Continuaba la espera, más sofocante por la incierta hora en la que se permitiría el acceso al recinto de mármol que por los casi 30 grados de temperatura. Todos seguían de pie, a ras de piso o sobre las jardineras, lo mismo que la venta de imágenes de Fuentes. Nadie quería perderse ese momento en el que se abrieran las puertas al palacio. Una señora había aguantado con estoicismo cerca de media hora a mi lado, o no sé si más, pues recuerdo haberla visto desde que llegué. Cuando tuvo la oportunidad se acercó y con aire de aflicción en el rostro me preguntó: “Oye, ¿quién se murió?”. “¿Y él quién es?”, siguió interrogando.
En algún momento apareció el rostro del periodista Javier Solórzano entre la multitud. Atendió a los medios con palabras escuetas y rápido abandonó la aglomeración. Minutos después, vestido de traje y banda tricolor en la frente, el polémico Juanito era entrevistado por un reportero. “¿Leyó algún libro de Carlos Fuentes?”, le preguntaron. “Sí. Cien Años de Soledá”, contestó apresurado y seguro.

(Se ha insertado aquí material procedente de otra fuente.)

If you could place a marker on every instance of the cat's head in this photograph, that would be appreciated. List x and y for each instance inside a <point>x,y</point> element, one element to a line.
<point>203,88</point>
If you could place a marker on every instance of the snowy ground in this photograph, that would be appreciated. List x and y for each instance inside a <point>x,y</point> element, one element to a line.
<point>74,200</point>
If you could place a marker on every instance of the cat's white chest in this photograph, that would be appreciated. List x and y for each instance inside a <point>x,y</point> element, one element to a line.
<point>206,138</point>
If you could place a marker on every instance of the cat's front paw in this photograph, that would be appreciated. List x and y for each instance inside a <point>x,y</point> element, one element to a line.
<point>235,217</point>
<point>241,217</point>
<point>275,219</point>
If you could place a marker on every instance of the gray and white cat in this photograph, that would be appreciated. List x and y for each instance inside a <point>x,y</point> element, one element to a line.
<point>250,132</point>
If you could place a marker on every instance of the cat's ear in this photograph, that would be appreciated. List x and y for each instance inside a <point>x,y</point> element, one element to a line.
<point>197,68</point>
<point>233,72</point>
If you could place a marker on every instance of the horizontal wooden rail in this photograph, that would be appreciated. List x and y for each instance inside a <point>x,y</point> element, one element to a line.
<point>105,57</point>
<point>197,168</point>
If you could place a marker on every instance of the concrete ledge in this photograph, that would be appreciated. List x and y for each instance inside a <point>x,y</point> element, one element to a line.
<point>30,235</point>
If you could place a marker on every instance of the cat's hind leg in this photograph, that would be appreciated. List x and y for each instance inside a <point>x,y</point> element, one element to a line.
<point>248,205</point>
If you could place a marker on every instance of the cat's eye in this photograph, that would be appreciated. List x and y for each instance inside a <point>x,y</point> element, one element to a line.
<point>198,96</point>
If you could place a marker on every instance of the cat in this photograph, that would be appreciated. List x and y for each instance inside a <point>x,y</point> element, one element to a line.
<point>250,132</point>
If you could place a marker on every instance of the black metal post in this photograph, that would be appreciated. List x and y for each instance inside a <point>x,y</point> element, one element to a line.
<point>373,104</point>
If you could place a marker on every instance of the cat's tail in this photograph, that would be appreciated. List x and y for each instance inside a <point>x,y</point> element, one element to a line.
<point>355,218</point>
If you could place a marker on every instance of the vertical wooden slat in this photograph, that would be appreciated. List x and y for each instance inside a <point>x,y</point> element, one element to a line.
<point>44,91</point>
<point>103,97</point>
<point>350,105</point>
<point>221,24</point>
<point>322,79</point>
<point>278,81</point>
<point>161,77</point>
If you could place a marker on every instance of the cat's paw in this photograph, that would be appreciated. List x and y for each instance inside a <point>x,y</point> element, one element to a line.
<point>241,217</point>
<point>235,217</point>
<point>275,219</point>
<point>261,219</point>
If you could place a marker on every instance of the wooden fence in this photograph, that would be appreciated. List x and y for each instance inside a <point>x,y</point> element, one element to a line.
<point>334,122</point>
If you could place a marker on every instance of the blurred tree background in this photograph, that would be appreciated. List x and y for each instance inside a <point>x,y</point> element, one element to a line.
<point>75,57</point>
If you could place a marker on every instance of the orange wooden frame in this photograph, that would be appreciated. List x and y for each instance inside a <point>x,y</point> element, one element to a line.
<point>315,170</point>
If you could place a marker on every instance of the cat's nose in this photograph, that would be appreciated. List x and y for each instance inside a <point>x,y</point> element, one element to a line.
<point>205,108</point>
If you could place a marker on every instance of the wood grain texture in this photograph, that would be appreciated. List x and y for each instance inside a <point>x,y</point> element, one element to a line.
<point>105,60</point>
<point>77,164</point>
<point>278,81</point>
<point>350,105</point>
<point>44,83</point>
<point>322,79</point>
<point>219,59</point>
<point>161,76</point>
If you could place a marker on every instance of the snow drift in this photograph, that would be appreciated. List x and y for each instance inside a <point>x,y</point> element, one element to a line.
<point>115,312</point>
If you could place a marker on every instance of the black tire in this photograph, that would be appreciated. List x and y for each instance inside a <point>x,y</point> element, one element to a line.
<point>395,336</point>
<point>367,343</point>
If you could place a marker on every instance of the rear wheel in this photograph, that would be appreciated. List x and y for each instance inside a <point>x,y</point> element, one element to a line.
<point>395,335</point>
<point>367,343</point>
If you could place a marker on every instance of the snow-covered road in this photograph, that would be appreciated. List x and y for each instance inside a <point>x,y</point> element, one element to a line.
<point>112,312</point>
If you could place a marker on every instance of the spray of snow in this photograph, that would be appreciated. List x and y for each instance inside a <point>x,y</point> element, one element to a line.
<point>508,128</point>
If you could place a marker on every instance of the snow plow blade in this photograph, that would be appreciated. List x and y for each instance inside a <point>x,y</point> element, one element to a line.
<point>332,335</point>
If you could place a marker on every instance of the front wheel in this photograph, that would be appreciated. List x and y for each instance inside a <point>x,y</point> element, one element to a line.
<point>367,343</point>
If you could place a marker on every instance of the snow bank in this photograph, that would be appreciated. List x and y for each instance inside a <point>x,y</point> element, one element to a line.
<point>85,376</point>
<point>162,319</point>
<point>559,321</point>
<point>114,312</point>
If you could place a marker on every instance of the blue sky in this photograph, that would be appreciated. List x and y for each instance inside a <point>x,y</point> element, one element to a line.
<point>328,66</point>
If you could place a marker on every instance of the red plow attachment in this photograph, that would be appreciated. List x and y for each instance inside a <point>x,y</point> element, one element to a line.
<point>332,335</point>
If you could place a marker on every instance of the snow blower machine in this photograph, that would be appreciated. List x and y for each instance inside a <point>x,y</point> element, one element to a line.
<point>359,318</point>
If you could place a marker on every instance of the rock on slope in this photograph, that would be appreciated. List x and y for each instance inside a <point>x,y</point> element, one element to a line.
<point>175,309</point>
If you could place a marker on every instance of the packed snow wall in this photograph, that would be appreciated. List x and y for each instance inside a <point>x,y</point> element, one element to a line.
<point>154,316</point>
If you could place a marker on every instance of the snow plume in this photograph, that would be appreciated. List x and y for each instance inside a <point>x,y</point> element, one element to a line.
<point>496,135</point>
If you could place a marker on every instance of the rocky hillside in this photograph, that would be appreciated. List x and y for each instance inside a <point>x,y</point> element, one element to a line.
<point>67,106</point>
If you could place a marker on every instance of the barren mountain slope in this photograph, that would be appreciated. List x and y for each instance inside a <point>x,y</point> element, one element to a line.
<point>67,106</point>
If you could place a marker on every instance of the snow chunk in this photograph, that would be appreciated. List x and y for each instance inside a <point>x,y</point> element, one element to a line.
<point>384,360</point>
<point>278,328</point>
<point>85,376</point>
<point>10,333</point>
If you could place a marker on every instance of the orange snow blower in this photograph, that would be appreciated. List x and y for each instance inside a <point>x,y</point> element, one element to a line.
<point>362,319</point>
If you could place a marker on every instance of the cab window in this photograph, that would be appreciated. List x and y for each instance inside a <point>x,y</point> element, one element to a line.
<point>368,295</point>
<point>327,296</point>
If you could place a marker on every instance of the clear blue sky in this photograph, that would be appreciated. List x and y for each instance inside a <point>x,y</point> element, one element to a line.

Fue inevitable imaginar lo que habría dicho el escritor que era velado en esos momentos, si hubiese escuchado a Juanito. Apenas unos meses antes de su fallecimiento —a propósito de las pifias literarias que tanto afectaron en su campaña al entonces candidato del PRI a la presidencia de México, Enrique Peña Nieto, al confundir uno de los libros del escritor mexicano— Fuentes había dicho, durante una firma de libros en una reconocida librería de la capital, que no se le podía pedir a los políticos que leyeran, bastaba con que entendieran a su país y que lo gobernaran con personalidad.
Dentro de Bellas Artes, en la escalinata principal, estaba el féretro de Fuentes con la bandera de México. Mientras los lectores del escritor pasaban alrededor de él, los personajes de la política y el mundo intelectual se habían retirado o replegado.

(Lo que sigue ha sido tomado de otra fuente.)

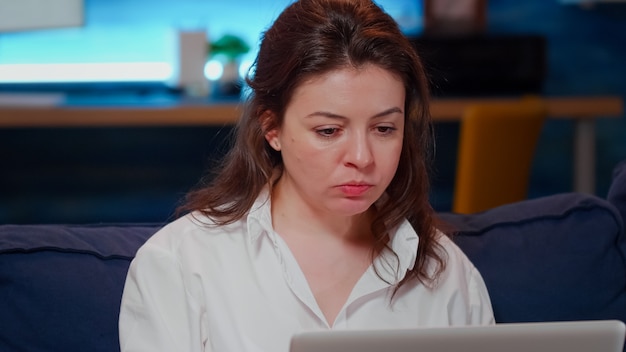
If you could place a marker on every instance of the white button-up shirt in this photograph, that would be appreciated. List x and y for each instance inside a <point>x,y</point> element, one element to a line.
<point>238,288</point>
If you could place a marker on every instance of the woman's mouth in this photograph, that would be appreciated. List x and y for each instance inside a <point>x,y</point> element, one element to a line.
<point>353,190</point>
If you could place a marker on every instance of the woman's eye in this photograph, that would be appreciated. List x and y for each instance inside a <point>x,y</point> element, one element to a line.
<point>327,132</point>
<point>385,129</point>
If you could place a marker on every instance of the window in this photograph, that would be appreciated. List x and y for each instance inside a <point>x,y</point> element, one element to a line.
<point>131,40</point>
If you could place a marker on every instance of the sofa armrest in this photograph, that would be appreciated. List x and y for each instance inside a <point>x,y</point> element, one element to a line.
<point>61,286</point>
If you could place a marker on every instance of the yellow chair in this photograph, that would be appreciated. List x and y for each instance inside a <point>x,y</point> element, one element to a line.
<point>497,143</point>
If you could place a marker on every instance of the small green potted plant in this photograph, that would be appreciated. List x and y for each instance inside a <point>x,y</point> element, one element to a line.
<point>228,49</point>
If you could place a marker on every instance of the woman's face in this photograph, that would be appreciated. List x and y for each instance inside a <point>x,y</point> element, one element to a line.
<point>341,140</point>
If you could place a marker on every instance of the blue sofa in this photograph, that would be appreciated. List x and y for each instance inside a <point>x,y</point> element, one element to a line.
<point>561,257</point>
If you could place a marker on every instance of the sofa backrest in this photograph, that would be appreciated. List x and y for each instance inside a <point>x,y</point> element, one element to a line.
<point>560,257</point>
<point>60,286</point>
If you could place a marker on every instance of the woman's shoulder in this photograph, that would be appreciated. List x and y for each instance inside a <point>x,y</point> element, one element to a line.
<point>457,263</point>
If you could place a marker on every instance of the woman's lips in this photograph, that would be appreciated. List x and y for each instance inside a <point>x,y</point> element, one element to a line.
<point>353,190</point>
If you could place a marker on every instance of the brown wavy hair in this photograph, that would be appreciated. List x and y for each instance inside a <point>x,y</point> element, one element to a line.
<point>310,38</point>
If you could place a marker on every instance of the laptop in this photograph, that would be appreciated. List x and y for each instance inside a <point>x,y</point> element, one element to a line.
<point>573,336</point>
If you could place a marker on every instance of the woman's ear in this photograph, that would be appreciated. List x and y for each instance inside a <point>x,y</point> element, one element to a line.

La entonces titular de Conaculta, Consuelo Sáizar, departía con Denisse Dreser y Héctor Aguilar Camín en el restaurante. En tanto, otras figuras con mayor autoridad literaria que los que estaban afuera del recinto, eran las encargadas de dar las entrevistas: Hernán Lara Zavala, Mónica Lavín, José Gordon, Xavier Velasco. El presidente Felipe Calderón y el jefe de Gobierno del Distrito Federal, Marcelo Ebrard, ya se habían retirado del lugar tras realizar las exequias oficiales, decir unas palabras y montar la primera guardia de honor.

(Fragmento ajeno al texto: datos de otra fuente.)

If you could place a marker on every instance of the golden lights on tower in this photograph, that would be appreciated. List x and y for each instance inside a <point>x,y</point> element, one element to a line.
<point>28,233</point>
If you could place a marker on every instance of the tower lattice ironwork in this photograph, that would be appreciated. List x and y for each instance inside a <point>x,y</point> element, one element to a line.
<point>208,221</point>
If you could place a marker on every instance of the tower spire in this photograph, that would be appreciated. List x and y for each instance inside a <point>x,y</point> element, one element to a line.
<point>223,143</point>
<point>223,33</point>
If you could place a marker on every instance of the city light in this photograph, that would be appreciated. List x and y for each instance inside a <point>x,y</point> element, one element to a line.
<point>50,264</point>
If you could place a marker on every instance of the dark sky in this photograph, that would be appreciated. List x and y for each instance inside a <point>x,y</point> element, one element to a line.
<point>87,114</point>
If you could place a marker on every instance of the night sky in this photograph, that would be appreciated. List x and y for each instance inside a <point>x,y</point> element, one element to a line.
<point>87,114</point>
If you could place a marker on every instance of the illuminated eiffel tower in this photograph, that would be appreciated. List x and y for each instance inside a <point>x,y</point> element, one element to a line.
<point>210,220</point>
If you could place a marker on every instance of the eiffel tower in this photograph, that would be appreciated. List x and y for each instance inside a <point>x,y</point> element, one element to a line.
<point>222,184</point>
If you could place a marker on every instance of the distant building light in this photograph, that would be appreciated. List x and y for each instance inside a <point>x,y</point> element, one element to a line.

Otros enlutados permanecían en las sillas dispuestas alrededor del féretro. Entre ellos se veía al periodista Jacobo Zabludovsky y al filósofo y poeta Ramón Xirau; el primero, hablando con varias personas; el segundo, callado y en solitario, sin dejar de ver el ataúd con su deformado, siniestro rostro. En ese momento me dio la impresión de que la mirada de Xirau guardaba un enigma que sólo podían entender él y Fuentes.
Ahora que vuelvo a ese recuerdo, varios años después, más bien me parece que la cara de Xirau era la misma que se repetía en las cientos –quizá miles– de personas que pasaban junto al ataúd del escritor: la cara de quien no sabe qué tiene frente a sí.
Alguna vez Fuentes escribió, acaso pensando en su propia defunción, que la muerte iguala a todos los hombres; “no en el simple hecho de morir, ni siquiera en la conciencia de la muerte, sino en la ignorancia de la muerte. Sabemos que un día vendrá, pero nunca sabemos lo que es”.
Ese fue el último día que el consagrado escritor mexicano estuvo en Bellas Artes, rodeado de miles de personas, algunas artistas, estudiantes, gente de política o simples curiosos, algunas más conscientes que otras, pero muy probablemente todas, a final de cuentas, ignorantes de aquella razón por la cual estaban ahí.